This has been covered by a lot of news agencies. I got my first look at these ancient human footprints found in Ileret, Kenya from my Economist.com sci/tech feed.
Credit: Brian Richmond/George Washington University
They look human and the research done using detailed measurements of the depressions and swells that are left when a foot presses on soft mud indicates that the creature walked pretty much like we do. Or at least they are very different from the Laetoli footprints found in Tanzania and interpreted to be made by a member of the Australopethicines about 3.75 million years ago. Those footprints suggested a gait that was more ape like. This one seems a more heel to toe style of walking closer to us recent humans. The sediment has been dated to about 1.5 million years old. The footprints indicate a stature and body mass consistent with Homo erectus.
I just wanted to point out something about the tempo of human evolution. In the figure below which shows the changes in cranial capacity seen in the human lineage I have marked the appearance of the modern bipedal gait as suggested by this study to compare the timing of its first appearance with the trend in the evolution of brain size.
Original Source: Nick Matzke
Our modern style of walking appeared well before our brain size reached modern proportions. This shows nicely one of the more important principles of evolution, that different traits within a lineage often evolve at different rates.
The collection of traits - anatomical and behavioral - that define us "modern" humans evolved over a long period of time ... out of step with each other (no pun intended!), the modern style of bipedalism preceding an increase in brain size to the present proportions by more than a million years.
So, there never was any one instance during our evolution when we can say we became modern humans.
When thinking about evolution I don't like the term "modern" humans. It has a teleological feel to it, that somehow evolution was directed towards building us. People use the term to mean that evolution is something that changed our ancestors in the remote past and that once all the pieces of anatomy and behavior feel in place in the Pleistocene, we Holocene "modern" humans haven't changed at all. It's those ancestors of ours who walked funny and could not talk or create art. There is a finality with which we seem to see ourselves.

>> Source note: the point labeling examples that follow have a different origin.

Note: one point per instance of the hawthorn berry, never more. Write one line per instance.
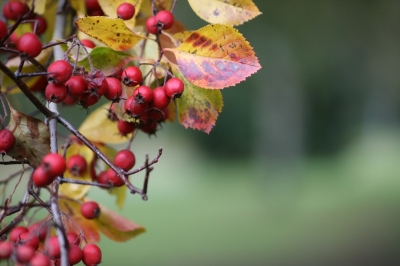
(40, 260)
(16, 232)
(76, 164)
(56, 93)
(54, 164)
(74, 254)
(90, 210)
(3, 29)
(52, 248)
(14, 9)
(166, 19)
(125, 159)
(5, 249)
(143, 94)
(29, 239)
(40, 24)
(7, 140)
(59, 71)
(132, 76)
(73, 239)
(151, 25)
(126, 11)
(30, 44)
(76, 86)
(114, 178)
(91, 254)
(88, 43)
(114, 89)
(125, 127)
(24, 253)
(160, 98)
(174, 88)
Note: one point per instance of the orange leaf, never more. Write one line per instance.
(215, 57)
(116, 227)
(111, 31)
(228, 12)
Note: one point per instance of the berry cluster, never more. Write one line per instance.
(33, 246)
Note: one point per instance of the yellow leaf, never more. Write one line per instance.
(228, 12)
(98, 128)
(111, 31)
(109, 8)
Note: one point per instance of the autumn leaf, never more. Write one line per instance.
(72, 208)
(215, 57)
(76, 191)
(116, 227)
(107, 60)
(109, 8)
(198, 108)
(32, 138)
(111, 31)
(228, 12)
(98, 128)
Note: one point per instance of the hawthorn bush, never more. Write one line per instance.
(148, 67)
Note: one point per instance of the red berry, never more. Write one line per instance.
(52, 248)
(91, 254)
(60, 71)
(54, 164)
(143, 94)
(125, 127)
(126, 11)
(7, 140)
(13, 10)
(39, 260)
(132, 76)
(73, 239)
(125, 159)
(76, 86)
(151, 25)
(114, 178)
(92, 5)
(28, 239)
(5, 250)
(24, 253)
(74, 254)
(3, 29)
(160, 98)
(166, 19)
(39, 230)
(76, 164)
(114, 89)
(40, 23)
(88, 43)
(90, 210)
(15, 233)
(174, 88)
(30, 44)
(56, 93)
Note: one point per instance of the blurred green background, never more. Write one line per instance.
(302, 166)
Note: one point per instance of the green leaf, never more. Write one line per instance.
(106, 60)
(198, 108)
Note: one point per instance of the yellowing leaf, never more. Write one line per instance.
(76, 191)
(32, 138)
(198, 108)
(116, 227)
(109, 8)
(228, 12)
(98, 128)
(111, 31)
(215, 57)
(73, 210)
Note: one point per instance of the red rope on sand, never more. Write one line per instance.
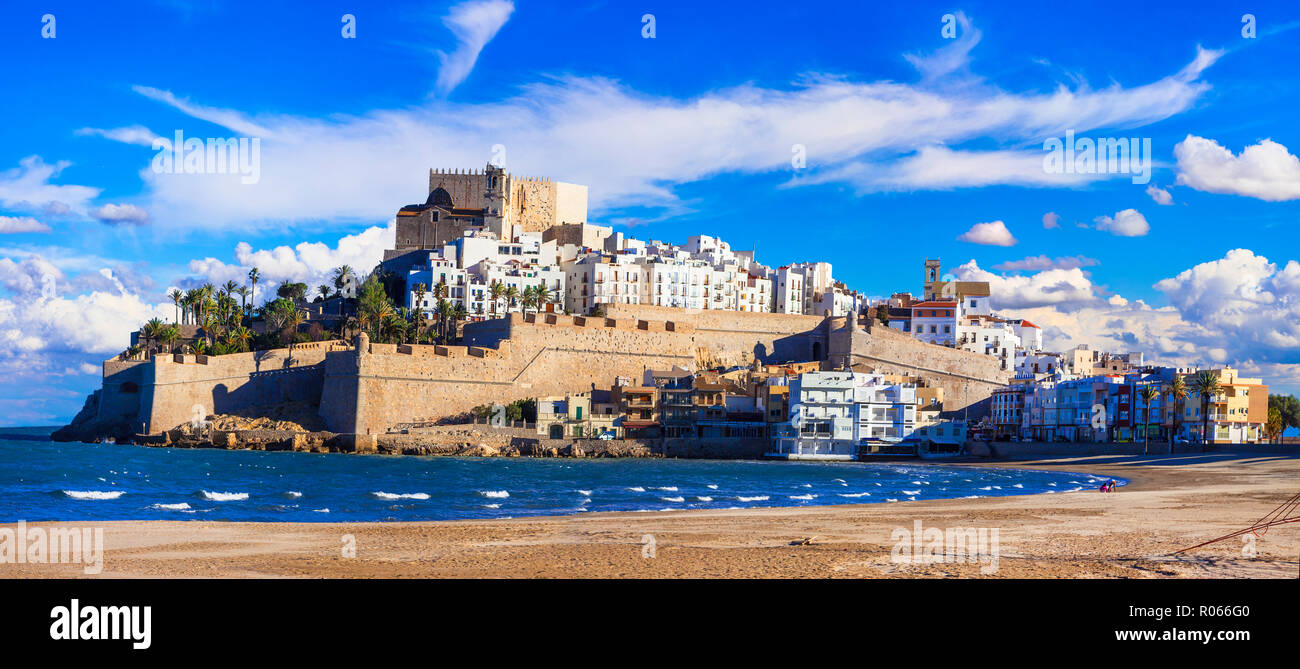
(1282, 515)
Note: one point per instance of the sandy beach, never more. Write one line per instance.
(1171, 502)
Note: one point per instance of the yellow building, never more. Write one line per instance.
(1236, 415)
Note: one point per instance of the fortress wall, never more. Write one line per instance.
(120, 398)
(176, 389)
(967, 378)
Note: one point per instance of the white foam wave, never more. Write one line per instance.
(401, 495)
(224, 496)
(92, 494)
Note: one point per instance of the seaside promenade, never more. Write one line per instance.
(1171, 502)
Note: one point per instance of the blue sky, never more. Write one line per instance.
(911, 140)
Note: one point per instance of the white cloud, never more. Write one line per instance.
(1240, 309)
(1160, 195)
(27, 187)
(1127, 222)
(473, 24)
(1264, 170)
(953, 56)
(139, 135)
(25, 224)
(993, 234)
(882, 135)
(43, 329)
(120, 213)
(1049, 287)
(1041, 263)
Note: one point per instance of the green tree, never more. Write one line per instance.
(176, 299)
(1147, 394)
(1205, 383)
(1177, 392)
(254, 276)
(1288, 408)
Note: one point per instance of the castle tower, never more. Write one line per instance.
(932, 274)
(495, 195)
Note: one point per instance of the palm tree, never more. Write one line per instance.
(443, 316)
(529, 298)
(341, 277)
(458, 313)
(1207, 385)
(420, 289)
(1177, 392)
(544, 295)
(169, 335)
(151, 331)
(511, 295)
(252, 281)
(497, 291)
(238, 338)
(176, 299)
(1147, 394)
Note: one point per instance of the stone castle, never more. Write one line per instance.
(369, 389)
(489, 199)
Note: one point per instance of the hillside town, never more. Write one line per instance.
(486, 244)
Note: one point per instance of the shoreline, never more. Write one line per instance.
(1170, 503)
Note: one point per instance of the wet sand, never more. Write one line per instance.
(1171, 502)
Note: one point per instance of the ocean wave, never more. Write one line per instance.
(401, 495)
(92, 494)
(224, 496)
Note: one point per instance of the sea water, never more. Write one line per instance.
(48, 481)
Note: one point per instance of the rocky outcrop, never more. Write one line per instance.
(89, 426)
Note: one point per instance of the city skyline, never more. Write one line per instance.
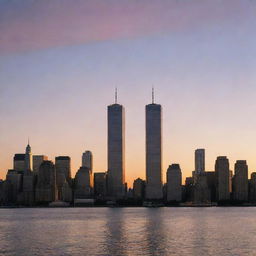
(116, 134)
(56, 90)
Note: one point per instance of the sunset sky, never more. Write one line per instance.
(60, 61)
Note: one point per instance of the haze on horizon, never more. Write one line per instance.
(60, 62)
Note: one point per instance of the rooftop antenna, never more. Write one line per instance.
(153, 95)
(115, 95)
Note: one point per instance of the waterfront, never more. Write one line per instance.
(128, 231)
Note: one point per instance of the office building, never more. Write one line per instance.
(116, 151)
(154, 184)
(83, 183)
(222, 174)
(240, 181)
(100, 185)
(174, 186)
(139, 189)
(87, 160)
(37, 160)
(46, 190)
(199, 161)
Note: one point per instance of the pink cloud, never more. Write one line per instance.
(34, 25)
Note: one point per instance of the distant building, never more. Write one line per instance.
(174, 186)
(252, 188)
(211, 183)
(240, 181)
(201, 191)
(83, 184)
(63, 172)
(46, 190)
(139, 189)
(28, 188)
(222, 178)
(200, 161)
(66, 192)
(116, 154)
(37, 160)
(189, 184)
(154, 183)
(100, 185)
(19, 162)
(12, 186)
(28, 158)
(87, 160)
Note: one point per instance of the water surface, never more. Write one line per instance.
(128, 231)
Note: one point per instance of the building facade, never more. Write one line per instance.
(116, 151)
(200, 161)
(87, 160)
(174, 183)
(222, 173)
(240, 181)
(154, 184)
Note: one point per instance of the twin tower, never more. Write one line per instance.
(116, 150)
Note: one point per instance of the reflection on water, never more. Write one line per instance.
(128, 231)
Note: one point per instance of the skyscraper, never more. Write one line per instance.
(37, 161)
(153, 150)
(46, 190)
(63, 172)
(87, 159)
(83, 183)
(174, 188)
(240, 185)
(199, 161)
(222, 178)
(19, 162)
(116, 148)
(28, 158)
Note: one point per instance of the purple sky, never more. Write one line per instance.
(61, 60)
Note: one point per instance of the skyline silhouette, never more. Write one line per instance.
(56, 90)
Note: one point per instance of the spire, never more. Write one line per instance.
(115, 95)
(153, 95)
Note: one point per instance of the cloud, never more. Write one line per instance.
(38, 24)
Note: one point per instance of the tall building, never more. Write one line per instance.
(199, 161)
(116, 151)
(222, 178)
(63, 172)
(37, 161)
(240, 185)
(87, 159)
(83, 183)
(252, 188)
(138, 189)
(174, 186)
(46, 190)
(19, 162)
(100, 185)
(154, 184)
(28, 158)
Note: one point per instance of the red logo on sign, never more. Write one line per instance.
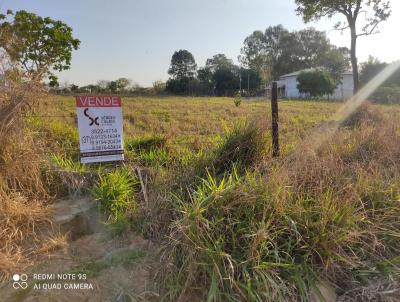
(98, 101)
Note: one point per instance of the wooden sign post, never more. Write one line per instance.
(275, 129)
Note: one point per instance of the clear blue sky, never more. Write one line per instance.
(136, 38)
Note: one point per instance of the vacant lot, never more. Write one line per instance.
(232, 223)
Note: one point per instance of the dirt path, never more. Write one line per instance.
(93, 267)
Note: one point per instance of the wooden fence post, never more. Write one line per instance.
(275, 129)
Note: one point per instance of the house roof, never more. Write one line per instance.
(296, 73)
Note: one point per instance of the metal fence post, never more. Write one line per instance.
(275, 129)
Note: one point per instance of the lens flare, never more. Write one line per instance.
(323, 133)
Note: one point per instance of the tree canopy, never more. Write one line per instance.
(39, 45)
(182, 65)
(373, 12)
(278, 51)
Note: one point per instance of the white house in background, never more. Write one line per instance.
(287, 86)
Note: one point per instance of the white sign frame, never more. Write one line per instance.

Now that is simply not true. There is a growing body of evidence most recently compiled in a book by Gregory Cochran and Henry Harpending " The 10,000 Year Explosion" that suggest that the pace of human evolution since the advent of agriculture has in fact quickened.
One million years from now if our species still exists, our descendants will look back to us as an ancient form of human, a population "intermediate" between Homo erectus and themselves - Homo sapien syntheticus? - Evolution has changed us and will continue to do so in ways we cannot entirely predict.
Maybe thinking ourselves as "modern" just reflects our inability to anticipate what we might become in the future.